Developing news literacy and online dialogue
Children today are growing up with far more news sources than their parents. It’s important, experts say, they learn how to think about what constitutes credible information.
Deutsch said this is an opportunity to help “our kids critically examine information and seek out reliable news sources.”
They’ll want to learn things like the difference between reporting and opinion and how to judge the quality and validity of information on social media or from a news outlet.
And as social media becomes a platform for more people to share their political views, Glover adds that this is an opportunity for parents and children to learn more about having safe discussions and disagreements in online formats.
WATCH: Could a contentious election affect a peaceful transition of power?
If your candidate doesn’t win
Wright said it’s important to validate whatever feelings your child may be having about the election, especially if your family’s candidate loses.

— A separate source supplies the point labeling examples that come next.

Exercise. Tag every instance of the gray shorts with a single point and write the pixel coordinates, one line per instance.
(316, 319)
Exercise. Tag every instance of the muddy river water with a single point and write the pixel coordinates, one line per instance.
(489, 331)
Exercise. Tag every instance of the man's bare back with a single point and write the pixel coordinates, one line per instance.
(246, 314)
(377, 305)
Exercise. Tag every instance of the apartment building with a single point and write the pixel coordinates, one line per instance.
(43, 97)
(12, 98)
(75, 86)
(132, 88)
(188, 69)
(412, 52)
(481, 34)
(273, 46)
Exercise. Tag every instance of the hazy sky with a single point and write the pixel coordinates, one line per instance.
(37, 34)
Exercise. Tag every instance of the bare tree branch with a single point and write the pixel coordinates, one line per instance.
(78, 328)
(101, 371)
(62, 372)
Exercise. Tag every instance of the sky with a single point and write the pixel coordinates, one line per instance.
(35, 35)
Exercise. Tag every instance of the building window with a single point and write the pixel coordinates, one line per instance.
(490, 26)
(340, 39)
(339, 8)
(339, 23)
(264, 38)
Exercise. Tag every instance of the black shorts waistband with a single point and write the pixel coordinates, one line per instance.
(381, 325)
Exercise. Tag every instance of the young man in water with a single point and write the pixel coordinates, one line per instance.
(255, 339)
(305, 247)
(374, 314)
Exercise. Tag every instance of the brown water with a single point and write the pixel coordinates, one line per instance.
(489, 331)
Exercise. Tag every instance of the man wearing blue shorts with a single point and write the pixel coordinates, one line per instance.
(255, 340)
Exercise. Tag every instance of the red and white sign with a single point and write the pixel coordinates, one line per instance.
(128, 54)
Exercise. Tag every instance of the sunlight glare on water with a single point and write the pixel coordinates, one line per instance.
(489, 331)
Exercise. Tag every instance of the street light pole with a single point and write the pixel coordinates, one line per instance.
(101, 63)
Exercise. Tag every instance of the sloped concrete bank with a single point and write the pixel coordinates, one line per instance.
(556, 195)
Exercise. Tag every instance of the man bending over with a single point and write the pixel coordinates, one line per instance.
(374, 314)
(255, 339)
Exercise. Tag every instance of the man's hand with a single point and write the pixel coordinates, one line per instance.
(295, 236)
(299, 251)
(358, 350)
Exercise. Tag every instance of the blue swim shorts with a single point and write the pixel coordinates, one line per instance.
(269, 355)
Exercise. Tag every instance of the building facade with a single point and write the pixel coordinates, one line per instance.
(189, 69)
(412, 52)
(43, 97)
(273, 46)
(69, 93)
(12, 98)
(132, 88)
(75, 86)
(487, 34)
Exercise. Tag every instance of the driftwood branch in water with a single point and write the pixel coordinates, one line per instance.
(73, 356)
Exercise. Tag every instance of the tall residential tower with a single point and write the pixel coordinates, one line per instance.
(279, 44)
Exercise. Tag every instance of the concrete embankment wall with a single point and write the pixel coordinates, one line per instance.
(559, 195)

“Explain that disappointment … is normal and can include a variety of feelings such as anger, sadness, grief and fear,” Wright said. “Tell them it’s OK to feel these feelings and not to judge them.”

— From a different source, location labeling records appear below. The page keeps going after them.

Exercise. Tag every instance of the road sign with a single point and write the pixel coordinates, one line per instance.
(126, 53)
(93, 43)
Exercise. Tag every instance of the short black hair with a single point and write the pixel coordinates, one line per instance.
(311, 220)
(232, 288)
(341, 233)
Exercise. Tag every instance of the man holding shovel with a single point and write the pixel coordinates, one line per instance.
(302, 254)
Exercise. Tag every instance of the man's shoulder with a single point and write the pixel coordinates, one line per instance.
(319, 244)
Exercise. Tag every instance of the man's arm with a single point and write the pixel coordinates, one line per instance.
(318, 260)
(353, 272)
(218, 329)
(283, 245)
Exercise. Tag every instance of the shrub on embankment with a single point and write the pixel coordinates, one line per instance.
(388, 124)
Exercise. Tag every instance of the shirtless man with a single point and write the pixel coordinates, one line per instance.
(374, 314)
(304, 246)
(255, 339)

For families who may feel their safety is at risk, it’s important kids know the adults have a safety plan.
“Make sure that your kid has ways to process anxiety and worry if they are expressing that, and that you can talk to them about what networks of support you and your family have if they are concerned about what may happen to them or you if results go one way or another,” Deutsch said.
Ultimately, parents should assure kids that no matter what the outcome, your family will continue to live their values and work toward a world that reflects them.
“Whatever the results of an election, whether or not they go the way we may have personally hoped, there is always work to be done in making the world a better place, and we can think about ways that we will do that together as a family,” Deutsch said.
Plan regular check-ins
Glover stresses the need to have politics-based conversations regularly — even outside of election season — so the topics seem more approachable during stressful times.
“Kids worry about talking about things that are uncomfortable or difficult because they don’t have the space to do it,” she said. “I think we all can improve on that.”
Especially during uncertain elections like these, she adds that it’s important take breaks — and recognize what’s really in the family’s control.
“We all need additional support right now to be resilient in this time,” she said. “This is a time that families can really start thinking about, ‘What is it that we can control and what is it that we can actually do?’ and let go of these larger things, that certainly impact us, but there’s nothing that we can do but wait.”